Month: July 2009

Benford’s law

Benford’s law has a prominent place in fraud detection analysis, as once again evidenced by the analyses of the Iranian election. Christian Robert, in his wonderful blog, has an entry describing a fascinating property of Benford’s law. In some ways it calls into question the usefulness of Benford’s law, since it can be satisfied by the product of two unrelated random variables. Actually it calls into question the specificity of Benford’s law for fraud detection — departures from Benford’s law might be indicative of fraud (sensitivity), but lack of departure from Benford’s law might not mean lack of fraud. Need to think about this more :).


Python and Excel

Excel is unfortunately the lingua franca of data delivery (at least in small amounts) from my collaborators. Often I have to merge several disparate bits of information from several Excel files together.  I used to do this using R, since that’s what I’ve known for many years.

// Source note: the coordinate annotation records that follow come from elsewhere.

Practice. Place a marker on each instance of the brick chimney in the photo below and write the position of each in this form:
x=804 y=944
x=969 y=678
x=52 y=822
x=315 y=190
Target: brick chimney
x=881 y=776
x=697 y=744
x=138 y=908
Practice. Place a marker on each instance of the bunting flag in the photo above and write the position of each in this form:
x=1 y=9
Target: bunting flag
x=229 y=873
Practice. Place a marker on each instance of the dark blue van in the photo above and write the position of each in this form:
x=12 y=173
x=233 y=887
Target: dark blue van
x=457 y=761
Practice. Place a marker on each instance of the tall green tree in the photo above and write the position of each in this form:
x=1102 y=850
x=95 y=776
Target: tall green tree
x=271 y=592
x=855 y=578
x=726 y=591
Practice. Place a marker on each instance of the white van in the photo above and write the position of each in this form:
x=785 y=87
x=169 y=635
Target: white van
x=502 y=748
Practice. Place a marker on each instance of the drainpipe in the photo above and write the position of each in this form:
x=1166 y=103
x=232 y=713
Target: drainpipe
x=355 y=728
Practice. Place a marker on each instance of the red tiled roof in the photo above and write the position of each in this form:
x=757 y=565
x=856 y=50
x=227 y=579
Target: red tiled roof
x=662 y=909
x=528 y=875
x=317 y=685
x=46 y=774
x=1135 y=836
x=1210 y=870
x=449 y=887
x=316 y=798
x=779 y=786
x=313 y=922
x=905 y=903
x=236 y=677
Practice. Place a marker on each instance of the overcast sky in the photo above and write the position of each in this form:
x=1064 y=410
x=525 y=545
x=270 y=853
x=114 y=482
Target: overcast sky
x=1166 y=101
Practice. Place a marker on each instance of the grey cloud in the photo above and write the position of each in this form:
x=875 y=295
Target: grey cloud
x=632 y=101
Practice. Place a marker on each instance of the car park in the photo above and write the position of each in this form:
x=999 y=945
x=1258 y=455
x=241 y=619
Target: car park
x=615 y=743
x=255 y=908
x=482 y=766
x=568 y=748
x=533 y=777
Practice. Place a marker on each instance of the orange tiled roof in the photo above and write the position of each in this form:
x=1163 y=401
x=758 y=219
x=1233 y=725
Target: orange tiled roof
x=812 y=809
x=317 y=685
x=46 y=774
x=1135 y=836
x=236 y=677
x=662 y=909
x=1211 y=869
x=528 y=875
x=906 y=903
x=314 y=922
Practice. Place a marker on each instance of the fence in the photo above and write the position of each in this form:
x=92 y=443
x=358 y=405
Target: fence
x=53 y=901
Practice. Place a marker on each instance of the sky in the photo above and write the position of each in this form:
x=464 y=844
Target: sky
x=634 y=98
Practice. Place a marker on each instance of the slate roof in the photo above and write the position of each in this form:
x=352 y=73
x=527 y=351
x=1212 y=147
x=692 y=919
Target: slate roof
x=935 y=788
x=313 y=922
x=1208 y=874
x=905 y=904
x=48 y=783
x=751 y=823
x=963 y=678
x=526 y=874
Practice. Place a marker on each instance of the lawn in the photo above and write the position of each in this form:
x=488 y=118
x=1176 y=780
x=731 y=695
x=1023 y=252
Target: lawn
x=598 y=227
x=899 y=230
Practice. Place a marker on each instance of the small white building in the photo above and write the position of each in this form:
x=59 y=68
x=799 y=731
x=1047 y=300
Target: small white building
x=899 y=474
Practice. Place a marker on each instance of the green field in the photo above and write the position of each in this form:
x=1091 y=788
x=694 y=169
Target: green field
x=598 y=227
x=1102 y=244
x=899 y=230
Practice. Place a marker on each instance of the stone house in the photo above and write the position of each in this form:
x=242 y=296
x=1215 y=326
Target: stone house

Now, of course, I’ve discovered Python!!! I fortunately discovered the excellent xlrd and xlwt packages by John Machin, and the subsequent addition of the xlutils package. You can find links for these at the newly created  I found it was quite easy to read data from Excel files using xlrd, and then create Python dicts using the common ID as the keys. Merging was then merely appending, or rather extending, the appropriate lists based on the common ID using a loop or list comprehension. The new list of lists could then be easily written out to a new Excel file using xlwt. I suppose I could also convert the list of lists to a Numpy array and then directly save it into R, but that would actually require advanced thinking, now, wouldn’t it.

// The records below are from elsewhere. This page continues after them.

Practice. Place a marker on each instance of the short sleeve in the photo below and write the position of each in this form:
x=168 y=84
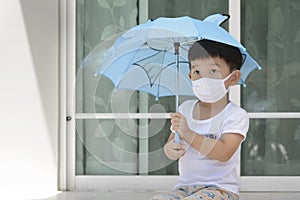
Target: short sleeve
x=236 y=121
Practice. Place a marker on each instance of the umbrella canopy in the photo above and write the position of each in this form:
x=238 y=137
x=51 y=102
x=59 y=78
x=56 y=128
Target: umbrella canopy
x=145 y=57
x=152 y=57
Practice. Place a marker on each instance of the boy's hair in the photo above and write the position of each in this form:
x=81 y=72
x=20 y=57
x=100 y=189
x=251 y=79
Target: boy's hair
x=208 y=48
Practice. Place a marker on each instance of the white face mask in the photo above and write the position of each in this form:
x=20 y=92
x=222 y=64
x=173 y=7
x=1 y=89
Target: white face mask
x=210 y=90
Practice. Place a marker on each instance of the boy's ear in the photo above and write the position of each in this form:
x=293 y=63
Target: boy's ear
x=235 y=77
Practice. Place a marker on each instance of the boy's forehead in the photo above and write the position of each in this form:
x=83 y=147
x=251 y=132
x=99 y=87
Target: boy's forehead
x=208 y=62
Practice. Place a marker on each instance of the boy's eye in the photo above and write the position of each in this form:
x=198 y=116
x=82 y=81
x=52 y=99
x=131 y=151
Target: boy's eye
x=197 y=72
x=213 y=71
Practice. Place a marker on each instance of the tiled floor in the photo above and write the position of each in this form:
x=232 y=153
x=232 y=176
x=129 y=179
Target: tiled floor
x=146 y=195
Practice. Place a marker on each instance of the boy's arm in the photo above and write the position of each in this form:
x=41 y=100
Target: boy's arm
x=221 y=150
x=218 y=149
x=173 y=150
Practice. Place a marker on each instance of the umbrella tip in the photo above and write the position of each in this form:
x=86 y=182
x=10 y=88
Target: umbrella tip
x=217 y=19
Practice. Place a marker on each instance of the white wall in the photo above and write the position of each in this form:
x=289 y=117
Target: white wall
x=29 y=95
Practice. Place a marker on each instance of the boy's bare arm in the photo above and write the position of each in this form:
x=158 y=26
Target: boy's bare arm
x=219 y=149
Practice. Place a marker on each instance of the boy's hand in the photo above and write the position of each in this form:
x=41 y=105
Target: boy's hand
x=174 y=150
x=179 y=124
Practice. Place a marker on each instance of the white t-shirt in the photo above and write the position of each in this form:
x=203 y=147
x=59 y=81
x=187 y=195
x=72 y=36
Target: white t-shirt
x=196 y=169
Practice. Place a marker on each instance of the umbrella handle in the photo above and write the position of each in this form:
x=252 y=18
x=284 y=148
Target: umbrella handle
x=177 y=138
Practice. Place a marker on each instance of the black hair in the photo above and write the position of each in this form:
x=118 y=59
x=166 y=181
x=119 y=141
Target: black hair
x=208 y=48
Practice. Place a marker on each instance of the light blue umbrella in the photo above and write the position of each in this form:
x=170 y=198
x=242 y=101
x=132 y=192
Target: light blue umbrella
x=152 y=57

My other joyful experience today using Python was in a similar vein, but using the powerful and excellent re module. I’ve found that the re module is easier and appears more powerful than R”s grep tools, though both are based on regular expressions. I had a grid which had scores for a biomarker, which mimiced the actual grid the pathologist was reading from. Of course this is not the kind of data structure R likes, per se, so I tried to get the IDs and scores out using Python. It turned out that 10 lines of code utilizing powerful grouping tools in regular expressions enabled me to parse this grid-like data quickly into a dict with IDs as keys and scores as data. This was then easily merged to other clinical data on the patients to create a spreadsheet. I then used xlwt to write this out to a fresh Excel file for archiving as well as for R to read. The development of this code took maybe 3o minutes!!! Again I’m impressed by Python’s power.

Now if only I can find an easy and reliable way to convert LaTeX tables and figures into OpenOffice or Word while preserving the integrity of the document.